De beslissing is uitgesproken in het openbaar en bekendgemaakt op:
Informatie over hoger beroep
Een partij die het niet eens is met deze uitspraak op het beroep, kan een hogerberoepschrift sturen naar de Afdeling bestuursrechtspraak van de Raad van State waarin wordt uitgelegd waarom deze partij het niet eens is met deze uitspraak. Het hogerberoepschrift moet worden ingediend binnen vier weken na de dag waarop deze uitspraak is verzonden. Kan de indiener de behandeling van het hoger beroep niet afwachten, omdat de zaak spoed heeft, dan kan de indiener de voorzieningenrechter van de Afdeling bestuursrechtspraak van de Raad van State vragen om een voorlopige voorziening (een tijdelijke maatregel) te treffen.
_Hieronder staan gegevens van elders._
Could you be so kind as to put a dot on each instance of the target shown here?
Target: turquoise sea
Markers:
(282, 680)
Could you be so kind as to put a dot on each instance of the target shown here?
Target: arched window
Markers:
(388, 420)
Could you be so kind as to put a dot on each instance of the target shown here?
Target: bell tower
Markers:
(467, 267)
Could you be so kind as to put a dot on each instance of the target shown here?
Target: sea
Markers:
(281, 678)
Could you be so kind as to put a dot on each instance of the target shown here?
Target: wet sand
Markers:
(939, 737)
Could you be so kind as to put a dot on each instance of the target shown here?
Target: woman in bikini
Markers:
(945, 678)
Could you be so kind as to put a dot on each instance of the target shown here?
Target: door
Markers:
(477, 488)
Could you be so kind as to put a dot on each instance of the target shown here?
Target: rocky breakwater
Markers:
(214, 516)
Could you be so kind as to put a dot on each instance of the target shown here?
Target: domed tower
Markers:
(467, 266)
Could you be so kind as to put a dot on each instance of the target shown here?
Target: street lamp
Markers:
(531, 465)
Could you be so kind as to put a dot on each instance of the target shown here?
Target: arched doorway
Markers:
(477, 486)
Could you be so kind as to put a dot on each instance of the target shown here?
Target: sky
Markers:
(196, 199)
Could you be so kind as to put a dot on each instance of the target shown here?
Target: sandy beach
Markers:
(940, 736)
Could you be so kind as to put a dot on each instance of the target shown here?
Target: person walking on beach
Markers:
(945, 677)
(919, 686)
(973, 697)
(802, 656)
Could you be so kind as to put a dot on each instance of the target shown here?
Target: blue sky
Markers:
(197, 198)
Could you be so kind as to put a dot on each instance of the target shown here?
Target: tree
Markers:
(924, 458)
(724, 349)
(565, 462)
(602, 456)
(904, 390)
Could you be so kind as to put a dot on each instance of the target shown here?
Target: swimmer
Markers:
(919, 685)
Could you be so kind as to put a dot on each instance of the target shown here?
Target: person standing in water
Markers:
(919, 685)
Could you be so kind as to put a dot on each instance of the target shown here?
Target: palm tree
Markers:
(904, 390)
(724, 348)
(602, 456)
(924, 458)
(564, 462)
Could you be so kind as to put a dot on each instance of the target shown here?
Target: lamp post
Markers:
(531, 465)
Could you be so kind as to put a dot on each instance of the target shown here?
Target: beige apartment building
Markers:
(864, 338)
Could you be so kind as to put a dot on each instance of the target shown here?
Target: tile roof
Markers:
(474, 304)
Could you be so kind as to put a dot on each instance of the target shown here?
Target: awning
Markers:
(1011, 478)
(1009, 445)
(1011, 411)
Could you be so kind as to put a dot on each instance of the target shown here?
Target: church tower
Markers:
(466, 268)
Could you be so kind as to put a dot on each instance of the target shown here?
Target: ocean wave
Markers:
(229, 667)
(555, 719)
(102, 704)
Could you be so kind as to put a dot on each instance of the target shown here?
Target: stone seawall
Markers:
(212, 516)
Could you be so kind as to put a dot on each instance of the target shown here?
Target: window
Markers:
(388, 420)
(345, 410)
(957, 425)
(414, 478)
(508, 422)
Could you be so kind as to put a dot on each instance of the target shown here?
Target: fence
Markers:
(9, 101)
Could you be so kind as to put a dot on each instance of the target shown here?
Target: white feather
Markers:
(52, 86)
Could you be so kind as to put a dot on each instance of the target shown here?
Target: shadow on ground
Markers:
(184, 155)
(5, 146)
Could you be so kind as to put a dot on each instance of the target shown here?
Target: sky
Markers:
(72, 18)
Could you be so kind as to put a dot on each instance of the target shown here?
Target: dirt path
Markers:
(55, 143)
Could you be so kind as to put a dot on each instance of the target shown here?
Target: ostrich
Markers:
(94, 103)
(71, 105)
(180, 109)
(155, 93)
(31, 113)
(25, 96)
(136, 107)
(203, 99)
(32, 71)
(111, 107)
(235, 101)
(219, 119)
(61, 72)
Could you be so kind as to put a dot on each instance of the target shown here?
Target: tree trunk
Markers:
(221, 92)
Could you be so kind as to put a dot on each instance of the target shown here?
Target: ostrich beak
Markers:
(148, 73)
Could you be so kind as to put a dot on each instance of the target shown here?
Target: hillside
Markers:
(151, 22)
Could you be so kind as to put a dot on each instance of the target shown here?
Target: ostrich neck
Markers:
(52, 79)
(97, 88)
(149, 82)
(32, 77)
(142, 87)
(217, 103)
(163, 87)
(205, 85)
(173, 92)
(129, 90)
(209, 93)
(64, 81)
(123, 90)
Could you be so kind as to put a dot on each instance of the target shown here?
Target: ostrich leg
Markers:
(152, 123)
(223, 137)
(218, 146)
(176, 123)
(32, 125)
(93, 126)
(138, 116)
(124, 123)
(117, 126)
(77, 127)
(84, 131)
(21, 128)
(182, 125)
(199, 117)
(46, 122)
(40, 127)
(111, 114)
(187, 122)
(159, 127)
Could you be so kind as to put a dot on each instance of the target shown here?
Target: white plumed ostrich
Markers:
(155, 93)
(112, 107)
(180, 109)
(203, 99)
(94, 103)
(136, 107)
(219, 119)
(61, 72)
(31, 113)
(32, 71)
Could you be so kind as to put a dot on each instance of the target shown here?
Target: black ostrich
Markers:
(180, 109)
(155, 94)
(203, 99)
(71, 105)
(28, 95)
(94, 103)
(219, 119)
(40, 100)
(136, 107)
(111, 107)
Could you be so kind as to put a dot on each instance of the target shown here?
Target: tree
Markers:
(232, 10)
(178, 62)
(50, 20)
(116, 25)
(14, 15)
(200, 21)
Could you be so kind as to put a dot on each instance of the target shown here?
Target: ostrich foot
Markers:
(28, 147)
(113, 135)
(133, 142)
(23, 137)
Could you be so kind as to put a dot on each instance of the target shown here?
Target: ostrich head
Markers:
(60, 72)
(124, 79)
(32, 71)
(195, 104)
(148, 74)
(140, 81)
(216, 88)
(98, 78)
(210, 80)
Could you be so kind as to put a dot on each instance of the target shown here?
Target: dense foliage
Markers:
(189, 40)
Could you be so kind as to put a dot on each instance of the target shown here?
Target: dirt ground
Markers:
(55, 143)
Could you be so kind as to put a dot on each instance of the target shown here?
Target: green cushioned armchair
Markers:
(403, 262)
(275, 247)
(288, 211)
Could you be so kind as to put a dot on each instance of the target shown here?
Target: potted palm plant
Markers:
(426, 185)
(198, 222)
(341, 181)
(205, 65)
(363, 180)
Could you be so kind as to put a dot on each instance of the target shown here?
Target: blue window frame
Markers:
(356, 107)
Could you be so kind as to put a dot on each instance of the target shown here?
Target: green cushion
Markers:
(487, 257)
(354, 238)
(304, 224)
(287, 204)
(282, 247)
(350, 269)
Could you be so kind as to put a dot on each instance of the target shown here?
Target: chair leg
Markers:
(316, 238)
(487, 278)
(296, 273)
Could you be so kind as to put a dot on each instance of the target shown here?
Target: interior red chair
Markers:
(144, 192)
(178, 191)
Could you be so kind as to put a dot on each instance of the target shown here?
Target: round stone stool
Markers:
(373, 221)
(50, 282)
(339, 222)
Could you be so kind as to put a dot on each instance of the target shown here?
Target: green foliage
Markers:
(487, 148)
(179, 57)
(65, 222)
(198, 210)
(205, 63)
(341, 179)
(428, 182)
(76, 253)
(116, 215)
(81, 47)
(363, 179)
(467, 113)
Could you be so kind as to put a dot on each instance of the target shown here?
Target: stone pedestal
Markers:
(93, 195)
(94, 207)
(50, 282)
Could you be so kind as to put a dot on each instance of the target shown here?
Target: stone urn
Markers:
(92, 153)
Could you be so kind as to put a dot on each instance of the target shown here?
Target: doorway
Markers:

Tegen de uitspraak op het verzoek om een voorlopige voorziening staat geen hoger beroep of verzet open.

Voetnoten

1.Zie de uitspraak van de Afdeling bestuursrechtspraak van de Raad van State (Afdeling) van 29 januari 2021, ECLI:NL:RVS:2021:186.
2.Attention Deficit Hyperactivity Disorder.
3.Posttraumatische stressstoornis.
4.Verdrag tot bescherming van de rechten van de mens en de fundamentele vrijheden.
5.Zie bijvoorbeeld de uitspraak van de Afdeling van 16 augustus 2013, ECLI:NL:RVS:2013:826, r.o. 3.3.
6.Zie paragraaf A3/7.1.3 van de Vreemdelingencirculaire 2000 (Vc).
7.Zie de uitspraak van de Afdeling van 20 december 2023, ECLI:NL:RVS:2023:4789, r.o. 5.1.
8.Op grond van artikel 8:81 en 8:83, derde lid, van de Algemene wet bestuursrecht.